『眠りの館』ブックデザイナーの装丁惚れ プロフェッショナルが思わず惚れる、美しき逸品
公開日:2025/10/14
※本記事は、雑誌『ダ・ヴィンチ』2025年10月号からの転載です。
細やかな秘義に満ちたたたずまい

装丁=羽良多平吉(株式会社EDiX)
※「羽」「平」は正しくは旧字体表記です
繊細な魔法が宿っていそうだと思った。造本や用紙は特殊なことをしているわけではないハードカバーで、こんなにオーラを発散している本はなかなかない。
カバーの、ビッグバン……かな? というビジュアルにタイトル・著者名・訳者名・英題などの各要素が独特なリズムに沿って置かれている配列美。タイトルの細い明朝体にもよく見ると少し立体的に見せる加工が施されていたり、0.1mmの細い罫線づかいにはむしろ大胆さを感じ、オビの上部に1.5mmほど残した白は、本体に巻いて正面から見たときに白い罫線として働いたりしている。まさに細部に神がやどった超絶技巧。

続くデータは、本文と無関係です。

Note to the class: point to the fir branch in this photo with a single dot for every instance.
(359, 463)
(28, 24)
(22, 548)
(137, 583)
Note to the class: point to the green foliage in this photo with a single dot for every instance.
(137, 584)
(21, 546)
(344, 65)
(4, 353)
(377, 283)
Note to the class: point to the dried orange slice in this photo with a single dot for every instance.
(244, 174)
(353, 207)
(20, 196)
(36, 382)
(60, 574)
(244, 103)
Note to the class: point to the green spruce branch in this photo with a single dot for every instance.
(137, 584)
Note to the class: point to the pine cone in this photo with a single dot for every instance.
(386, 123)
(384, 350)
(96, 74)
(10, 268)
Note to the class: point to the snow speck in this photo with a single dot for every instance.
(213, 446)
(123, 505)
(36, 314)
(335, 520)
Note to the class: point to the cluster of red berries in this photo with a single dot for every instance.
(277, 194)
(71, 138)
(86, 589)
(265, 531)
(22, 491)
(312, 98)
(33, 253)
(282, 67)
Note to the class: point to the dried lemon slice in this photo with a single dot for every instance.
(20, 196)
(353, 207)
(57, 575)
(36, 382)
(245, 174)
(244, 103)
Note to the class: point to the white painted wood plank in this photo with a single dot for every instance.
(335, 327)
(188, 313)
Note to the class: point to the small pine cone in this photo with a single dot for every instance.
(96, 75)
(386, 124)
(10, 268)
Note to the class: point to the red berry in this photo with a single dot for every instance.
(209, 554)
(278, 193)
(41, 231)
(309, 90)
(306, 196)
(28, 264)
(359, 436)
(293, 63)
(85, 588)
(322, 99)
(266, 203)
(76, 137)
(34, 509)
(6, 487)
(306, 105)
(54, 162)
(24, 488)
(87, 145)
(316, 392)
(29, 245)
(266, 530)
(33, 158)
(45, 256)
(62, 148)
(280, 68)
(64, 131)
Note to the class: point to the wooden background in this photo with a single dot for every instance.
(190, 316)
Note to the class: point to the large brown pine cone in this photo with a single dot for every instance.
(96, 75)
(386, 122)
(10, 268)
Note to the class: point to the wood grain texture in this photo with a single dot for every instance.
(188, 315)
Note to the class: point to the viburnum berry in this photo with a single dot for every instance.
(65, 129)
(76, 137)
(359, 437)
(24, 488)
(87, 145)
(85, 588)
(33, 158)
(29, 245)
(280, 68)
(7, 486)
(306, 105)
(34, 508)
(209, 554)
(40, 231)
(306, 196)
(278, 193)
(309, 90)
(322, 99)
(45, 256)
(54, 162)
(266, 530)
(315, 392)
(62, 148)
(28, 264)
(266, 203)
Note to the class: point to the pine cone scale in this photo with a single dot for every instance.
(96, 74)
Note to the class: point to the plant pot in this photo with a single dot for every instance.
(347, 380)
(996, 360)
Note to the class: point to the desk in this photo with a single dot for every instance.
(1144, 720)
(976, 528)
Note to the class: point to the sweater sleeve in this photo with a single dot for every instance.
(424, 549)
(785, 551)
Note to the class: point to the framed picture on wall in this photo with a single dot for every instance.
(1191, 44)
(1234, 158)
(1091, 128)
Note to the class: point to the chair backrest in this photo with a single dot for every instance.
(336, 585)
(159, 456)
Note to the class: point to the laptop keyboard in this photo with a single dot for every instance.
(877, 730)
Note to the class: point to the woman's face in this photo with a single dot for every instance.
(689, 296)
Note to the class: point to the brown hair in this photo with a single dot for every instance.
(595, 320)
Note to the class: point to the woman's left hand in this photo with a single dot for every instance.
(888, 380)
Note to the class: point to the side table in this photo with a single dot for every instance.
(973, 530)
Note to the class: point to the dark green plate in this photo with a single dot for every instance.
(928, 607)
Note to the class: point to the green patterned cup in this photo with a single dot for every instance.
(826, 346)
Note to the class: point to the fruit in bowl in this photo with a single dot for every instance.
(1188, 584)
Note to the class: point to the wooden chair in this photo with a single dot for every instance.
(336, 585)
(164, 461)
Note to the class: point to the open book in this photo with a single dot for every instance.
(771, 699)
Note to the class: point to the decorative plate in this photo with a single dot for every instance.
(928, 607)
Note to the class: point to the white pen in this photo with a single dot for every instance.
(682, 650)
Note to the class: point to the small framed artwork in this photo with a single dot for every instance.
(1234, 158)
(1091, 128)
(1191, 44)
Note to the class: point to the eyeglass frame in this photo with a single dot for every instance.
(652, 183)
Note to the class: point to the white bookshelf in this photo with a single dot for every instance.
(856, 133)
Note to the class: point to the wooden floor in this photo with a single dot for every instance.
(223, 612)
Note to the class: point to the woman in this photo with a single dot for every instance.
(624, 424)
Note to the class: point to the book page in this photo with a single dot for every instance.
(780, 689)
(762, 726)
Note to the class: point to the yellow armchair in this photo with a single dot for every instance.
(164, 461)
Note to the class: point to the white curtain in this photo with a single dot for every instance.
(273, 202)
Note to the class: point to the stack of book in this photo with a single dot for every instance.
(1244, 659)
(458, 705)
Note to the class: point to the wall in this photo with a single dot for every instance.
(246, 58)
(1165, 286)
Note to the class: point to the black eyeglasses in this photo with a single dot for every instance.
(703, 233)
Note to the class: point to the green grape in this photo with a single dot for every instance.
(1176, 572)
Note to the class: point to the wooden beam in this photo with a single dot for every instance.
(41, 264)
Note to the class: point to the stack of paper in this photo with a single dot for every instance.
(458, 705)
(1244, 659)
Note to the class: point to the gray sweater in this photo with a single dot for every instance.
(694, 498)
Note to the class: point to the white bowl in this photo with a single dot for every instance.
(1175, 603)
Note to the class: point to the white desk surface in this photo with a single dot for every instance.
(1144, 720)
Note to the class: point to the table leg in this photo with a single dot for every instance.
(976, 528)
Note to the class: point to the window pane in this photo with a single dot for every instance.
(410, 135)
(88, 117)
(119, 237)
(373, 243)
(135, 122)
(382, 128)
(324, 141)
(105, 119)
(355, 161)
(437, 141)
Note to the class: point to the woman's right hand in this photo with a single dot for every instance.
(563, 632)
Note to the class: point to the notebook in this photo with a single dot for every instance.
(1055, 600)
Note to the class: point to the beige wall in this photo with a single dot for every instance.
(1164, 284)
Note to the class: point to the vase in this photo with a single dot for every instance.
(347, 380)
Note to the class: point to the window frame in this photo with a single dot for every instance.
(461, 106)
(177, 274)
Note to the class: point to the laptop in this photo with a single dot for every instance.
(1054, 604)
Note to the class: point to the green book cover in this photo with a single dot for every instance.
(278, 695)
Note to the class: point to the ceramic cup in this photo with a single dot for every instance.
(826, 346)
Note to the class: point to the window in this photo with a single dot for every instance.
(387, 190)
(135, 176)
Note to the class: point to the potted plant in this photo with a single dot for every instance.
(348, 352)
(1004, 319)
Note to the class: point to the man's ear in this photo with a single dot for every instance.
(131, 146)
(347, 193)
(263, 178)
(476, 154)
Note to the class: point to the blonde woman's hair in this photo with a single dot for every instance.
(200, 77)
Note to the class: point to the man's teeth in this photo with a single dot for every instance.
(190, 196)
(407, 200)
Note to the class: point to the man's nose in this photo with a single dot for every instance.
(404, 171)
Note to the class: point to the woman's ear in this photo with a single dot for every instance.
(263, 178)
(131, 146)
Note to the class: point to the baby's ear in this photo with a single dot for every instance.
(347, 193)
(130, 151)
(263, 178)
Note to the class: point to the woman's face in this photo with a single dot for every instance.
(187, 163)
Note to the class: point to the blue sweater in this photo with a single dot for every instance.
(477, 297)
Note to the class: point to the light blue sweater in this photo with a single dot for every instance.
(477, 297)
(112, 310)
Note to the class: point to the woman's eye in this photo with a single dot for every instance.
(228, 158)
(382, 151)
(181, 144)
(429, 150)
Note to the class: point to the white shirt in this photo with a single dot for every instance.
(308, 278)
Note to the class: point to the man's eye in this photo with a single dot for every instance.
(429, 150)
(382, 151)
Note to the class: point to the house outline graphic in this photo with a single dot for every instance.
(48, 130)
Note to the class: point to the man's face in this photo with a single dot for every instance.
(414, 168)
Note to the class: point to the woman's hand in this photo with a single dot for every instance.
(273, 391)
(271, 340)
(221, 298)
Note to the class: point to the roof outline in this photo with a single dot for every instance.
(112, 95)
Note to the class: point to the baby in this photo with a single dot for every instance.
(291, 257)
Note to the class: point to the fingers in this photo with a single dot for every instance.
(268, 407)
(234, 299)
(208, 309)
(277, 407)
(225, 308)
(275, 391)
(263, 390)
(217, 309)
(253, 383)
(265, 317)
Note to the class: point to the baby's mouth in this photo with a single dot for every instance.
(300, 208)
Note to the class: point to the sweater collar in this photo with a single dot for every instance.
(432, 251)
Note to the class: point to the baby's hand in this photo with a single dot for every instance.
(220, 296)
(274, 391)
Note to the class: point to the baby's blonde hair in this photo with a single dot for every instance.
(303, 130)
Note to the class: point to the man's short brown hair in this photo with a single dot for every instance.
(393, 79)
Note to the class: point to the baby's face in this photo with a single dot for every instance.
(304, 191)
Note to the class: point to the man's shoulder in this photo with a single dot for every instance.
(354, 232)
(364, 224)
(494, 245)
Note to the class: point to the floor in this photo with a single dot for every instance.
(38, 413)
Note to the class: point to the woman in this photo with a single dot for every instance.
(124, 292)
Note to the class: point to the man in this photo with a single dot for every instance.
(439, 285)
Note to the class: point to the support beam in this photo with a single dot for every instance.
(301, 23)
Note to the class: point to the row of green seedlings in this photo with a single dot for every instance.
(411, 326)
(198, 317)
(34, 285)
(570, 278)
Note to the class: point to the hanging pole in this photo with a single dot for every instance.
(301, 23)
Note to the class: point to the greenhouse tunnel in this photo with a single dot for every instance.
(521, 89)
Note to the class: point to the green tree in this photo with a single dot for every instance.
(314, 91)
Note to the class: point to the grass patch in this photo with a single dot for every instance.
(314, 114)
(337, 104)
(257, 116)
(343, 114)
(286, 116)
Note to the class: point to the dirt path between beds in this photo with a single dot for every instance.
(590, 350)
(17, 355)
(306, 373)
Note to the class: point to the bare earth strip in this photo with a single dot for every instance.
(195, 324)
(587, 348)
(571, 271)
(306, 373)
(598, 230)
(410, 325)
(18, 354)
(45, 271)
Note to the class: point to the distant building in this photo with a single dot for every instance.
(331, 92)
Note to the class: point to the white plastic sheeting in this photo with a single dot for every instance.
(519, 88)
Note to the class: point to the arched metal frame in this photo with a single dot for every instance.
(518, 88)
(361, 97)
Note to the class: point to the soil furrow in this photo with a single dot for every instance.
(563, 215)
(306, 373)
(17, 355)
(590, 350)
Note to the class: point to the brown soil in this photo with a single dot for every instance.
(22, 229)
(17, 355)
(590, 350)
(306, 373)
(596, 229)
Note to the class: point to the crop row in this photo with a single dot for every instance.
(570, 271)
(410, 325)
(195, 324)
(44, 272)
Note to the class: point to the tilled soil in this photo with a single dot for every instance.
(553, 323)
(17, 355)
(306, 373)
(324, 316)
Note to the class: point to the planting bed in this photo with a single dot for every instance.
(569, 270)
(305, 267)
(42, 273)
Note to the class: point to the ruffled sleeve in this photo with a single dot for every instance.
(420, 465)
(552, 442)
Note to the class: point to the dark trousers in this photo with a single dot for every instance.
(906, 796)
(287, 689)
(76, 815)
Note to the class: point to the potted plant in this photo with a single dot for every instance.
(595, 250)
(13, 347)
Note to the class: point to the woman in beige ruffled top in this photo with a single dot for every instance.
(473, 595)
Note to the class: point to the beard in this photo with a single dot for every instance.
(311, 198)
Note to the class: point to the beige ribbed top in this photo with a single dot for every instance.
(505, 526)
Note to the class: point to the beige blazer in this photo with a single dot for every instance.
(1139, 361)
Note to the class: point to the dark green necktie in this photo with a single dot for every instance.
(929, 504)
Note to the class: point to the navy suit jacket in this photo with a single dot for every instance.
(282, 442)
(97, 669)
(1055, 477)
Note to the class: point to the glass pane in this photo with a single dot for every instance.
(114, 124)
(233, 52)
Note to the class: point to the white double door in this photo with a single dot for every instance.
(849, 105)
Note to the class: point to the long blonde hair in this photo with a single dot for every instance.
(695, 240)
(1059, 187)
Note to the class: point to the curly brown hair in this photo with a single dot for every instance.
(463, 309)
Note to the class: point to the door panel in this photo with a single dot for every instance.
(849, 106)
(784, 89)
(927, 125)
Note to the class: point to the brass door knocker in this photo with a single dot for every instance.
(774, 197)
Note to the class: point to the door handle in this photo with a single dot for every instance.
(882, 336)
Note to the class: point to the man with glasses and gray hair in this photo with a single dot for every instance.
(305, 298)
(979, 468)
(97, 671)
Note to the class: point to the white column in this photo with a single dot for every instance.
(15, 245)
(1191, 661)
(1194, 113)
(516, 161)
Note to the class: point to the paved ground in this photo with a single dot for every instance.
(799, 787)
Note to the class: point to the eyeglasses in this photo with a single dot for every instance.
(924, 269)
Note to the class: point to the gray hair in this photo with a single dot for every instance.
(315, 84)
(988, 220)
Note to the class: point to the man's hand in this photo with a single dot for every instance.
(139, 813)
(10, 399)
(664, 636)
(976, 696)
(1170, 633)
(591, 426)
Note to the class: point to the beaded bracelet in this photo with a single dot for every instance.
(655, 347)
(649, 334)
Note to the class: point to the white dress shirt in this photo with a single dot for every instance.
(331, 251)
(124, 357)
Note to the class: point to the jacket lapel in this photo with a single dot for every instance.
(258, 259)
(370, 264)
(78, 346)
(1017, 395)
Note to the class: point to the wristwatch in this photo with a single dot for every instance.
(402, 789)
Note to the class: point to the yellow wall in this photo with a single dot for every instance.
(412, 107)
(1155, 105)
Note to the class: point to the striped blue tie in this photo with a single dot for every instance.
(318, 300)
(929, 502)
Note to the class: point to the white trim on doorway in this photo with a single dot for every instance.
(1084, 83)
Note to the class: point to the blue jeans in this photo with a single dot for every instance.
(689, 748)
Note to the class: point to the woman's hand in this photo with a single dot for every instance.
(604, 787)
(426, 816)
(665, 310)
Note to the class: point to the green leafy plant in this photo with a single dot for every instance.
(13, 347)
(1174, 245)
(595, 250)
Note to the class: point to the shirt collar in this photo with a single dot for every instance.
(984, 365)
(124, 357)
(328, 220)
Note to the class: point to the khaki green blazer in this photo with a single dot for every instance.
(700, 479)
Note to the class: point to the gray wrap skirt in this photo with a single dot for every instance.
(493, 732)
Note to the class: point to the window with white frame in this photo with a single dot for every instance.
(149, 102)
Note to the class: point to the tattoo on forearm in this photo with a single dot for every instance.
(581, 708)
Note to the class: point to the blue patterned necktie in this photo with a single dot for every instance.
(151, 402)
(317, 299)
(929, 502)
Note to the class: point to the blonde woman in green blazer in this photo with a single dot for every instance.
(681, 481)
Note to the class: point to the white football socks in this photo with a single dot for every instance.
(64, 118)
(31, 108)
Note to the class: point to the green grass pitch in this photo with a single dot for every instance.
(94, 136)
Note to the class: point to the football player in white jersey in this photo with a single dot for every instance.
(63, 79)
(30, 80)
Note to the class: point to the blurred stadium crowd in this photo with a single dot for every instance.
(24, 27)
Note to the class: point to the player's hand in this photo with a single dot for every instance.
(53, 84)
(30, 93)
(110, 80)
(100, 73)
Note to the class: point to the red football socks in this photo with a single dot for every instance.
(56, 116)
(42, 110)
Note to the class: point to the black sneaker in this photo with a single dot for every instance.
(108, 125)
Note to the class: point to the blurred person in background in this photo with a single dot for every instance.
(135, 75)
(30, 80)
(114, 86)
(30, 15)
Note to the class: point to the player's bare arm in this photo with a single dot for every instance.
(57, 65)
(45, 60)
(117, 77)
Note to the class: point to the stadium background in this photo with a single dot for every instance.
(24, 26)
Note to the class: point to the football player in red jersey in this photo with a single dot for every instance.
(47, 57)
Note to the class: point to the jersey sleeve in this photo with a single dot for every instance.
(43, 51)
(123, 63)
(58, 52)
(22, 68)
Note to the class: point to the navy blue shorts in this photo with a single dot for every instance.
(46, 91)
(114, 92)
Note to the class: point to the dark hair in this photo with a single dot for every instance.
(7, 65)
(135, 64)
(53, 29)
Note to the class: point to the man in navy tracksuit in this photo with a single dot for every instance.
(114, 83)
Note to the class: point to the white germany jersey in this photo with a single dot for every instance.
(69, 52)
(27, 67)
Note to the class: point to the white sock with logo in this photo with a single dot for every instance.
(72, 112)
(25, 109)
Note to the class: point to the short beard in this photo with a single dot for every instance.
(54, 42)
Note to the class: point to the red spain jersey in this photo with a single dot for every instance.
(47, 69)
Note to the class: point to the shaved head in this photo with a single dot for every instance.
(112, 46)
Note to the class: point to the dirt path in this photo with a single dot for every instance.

本文の版面も王道のレイアウトながら緊張感と品があり繊細で不穏なアンナ・カヴァンの小説世界へ引き込んでいく。表2(表紙)側の見返しには謎の暗号のようなギリシャ文字や記号が印刷されている。同社の「アンナ・カヴァンコレクション」シリーズの『草地は緑に輝いて』で同じように見返しに配された一文は、「imagine knows」と読めたがこれは果たして?

はなぎれもスピンも真っ白を選ぶのは、確かな自信がないとできない。名人の秘義を見るような本です。

選・文=山家由希
やまか・ゆき●1982年、新潟県生まれ。東京都在住。グラフィック&エディトリアルデザイナー。専門学校卒業後、広告制作会社に勤務したのち2014年よりフリーランスとして活躍中。
主な仕事に『##NAME##』『優しい暴力の時代』『ワクワクする! 67歳からのはじめての一人暮らし』など。